By Gary M. White, MD
Livedoid vasculopathy is a painful, occlusive process of the vessels of the lower legs that starts as painful ulcerations and results in atrophic, white scars. It is also known as atrophie blanche, livedo reticularis with summer ulcerations, segmental hyalinizing vasculitis, PURPLE (painful purpuric ulcers with reticular patterning on the lower extremities) and livedo vasculitis.
The initial lesion is often a purpuric papule, plaque, or a hemorrhagic bulla that breaks down to form a painful ulcer. Female to male ratio is 3:1. A stellate, white scar results upon healing. A middle-aged woman with chronic venous insufficiency is typical. Peripheral neuropathy may occur.

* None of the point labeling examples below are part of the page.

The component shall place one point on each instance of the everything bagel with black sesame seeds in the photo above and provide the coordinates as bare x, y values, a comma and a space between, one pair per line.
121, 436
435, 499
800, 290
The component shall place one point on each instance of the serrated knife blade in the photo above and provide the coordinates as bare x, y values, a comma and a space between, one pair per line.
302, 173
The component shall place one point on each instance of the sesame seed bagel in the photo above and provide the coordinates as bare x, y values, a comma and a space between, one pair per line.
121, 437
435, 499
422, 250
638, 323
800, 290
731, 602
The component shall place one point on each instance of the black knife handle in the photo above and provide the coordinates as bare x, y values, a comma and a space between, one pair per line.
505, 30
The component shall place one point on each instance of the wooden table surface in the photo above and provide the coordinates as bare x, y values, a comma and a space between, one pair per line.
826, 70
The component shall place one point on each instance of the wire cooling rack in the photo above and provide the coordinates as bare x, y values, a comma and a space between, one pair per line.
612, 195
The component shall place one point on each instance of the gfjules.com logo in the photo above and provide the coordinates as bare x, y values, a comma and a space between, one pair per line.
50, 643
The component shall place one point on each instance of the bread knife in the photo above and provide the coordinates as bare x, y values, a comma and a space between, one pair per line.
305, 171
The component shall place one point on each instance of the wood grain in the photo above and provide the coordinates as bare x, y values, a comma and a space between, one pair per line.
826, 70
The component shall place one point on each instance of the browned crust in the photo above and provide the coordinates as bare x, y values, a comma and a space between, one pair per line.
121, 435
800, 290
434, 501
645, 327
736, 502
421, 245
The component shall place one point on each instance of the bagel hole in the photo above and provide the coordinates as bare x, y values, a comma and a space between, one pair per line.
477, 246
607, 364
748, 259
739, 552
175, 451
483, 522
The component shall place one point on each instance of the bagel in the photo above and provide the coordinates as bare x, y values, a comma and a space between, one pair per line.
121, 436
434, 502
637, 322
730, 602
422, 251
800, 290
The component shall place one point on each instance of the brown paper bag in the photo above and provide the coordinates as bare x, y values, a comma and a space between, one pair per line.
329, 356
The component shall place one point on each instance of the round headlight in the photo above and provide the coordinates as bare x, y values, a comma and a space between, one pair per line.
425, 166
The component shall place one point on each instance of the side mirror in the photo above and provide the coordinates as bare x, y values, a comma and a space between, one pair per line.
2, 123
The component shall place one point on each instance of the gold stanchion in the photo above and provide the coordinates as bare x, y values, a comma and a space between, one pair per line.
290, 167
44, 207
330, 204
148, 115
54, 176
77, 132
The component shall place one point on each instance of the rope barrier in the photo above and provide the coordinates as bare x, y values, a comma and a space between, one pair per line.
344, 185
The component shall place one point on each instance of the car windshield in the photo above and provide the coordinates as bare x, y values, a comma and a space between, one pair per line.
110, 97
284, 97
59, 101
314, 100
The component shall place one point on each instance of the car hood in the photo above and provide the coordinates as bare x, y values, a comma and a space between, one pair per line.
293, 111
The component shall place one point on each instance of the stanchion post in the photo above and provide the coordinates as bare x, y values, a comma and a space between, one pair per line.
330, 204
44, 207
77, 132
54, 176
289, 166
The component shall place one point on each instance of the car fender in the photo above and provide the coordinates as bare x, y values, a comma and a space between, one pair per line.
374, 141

Workup should exclude lupus, cryoglobulinemia, antiphospholipid syndrome, vasculitis (e.g., cutaneous polyarteritis nodosa), factor V Leiden heterozygous mutation, and chronic venous insufficiency. Interventions may include biopsy, ANA, antiphospholipid antibody, lupus anticoagulant, factor V Leiden, cryoglobulins, skin biopsy, and venous Doppler studies. In one series, 58% of patients had positive antiphospholipid antibodies [Acta Derm Venereol. 2013 Dec 17].
Treatment is challenging. Workup for systemic conditions associated with hypercoagulability or vaso-occlusion should be performed. Smoking cessation is critical. Leg elevation and compression therapy are important adjuncts.
Rivaroxaban (10-20 mg daily), an oral factor Xa inhibitor, has led to rapid improvement in both pain and the size of ulcers in several patients [BJD 2015;172;1148 and BJD 2013;168:898]. No laboratory monitoring is required, but hemorrhage is a risk.
Monshi et al reported excellent results with IVIG in a study of 11 patients [JAAD 2014;71;738]. They utilized a high dose, 2 g/kg body weight over 2-3 consecutive days every 4 weeks for 6 months. Many achieved complete remission after 3 cycles. Resolution of pain was even sooner, e.g., after 1 or 2 cycles.
Clopidogrel disulfate (Plavix) 75 mg/day has been recommended anecdotally. Other treatment options include other antiplatelet agents (aspirin or dipyridamole), vasodilating agents (nifedipine), agents that alter blood viscosity and erythrocyte plasticity (pentoxifylline), fibrinolytic agents (danazol or tissue plasminogen activator), anticoagulant agents (heparin or warfarin), and immunomodulating agents (hydroxychloroquine or immunosuppressants).
In some patients, combination therapy may be considered to maximize benefit.
After the very painful ulcer heals, it usually leaves a white scar.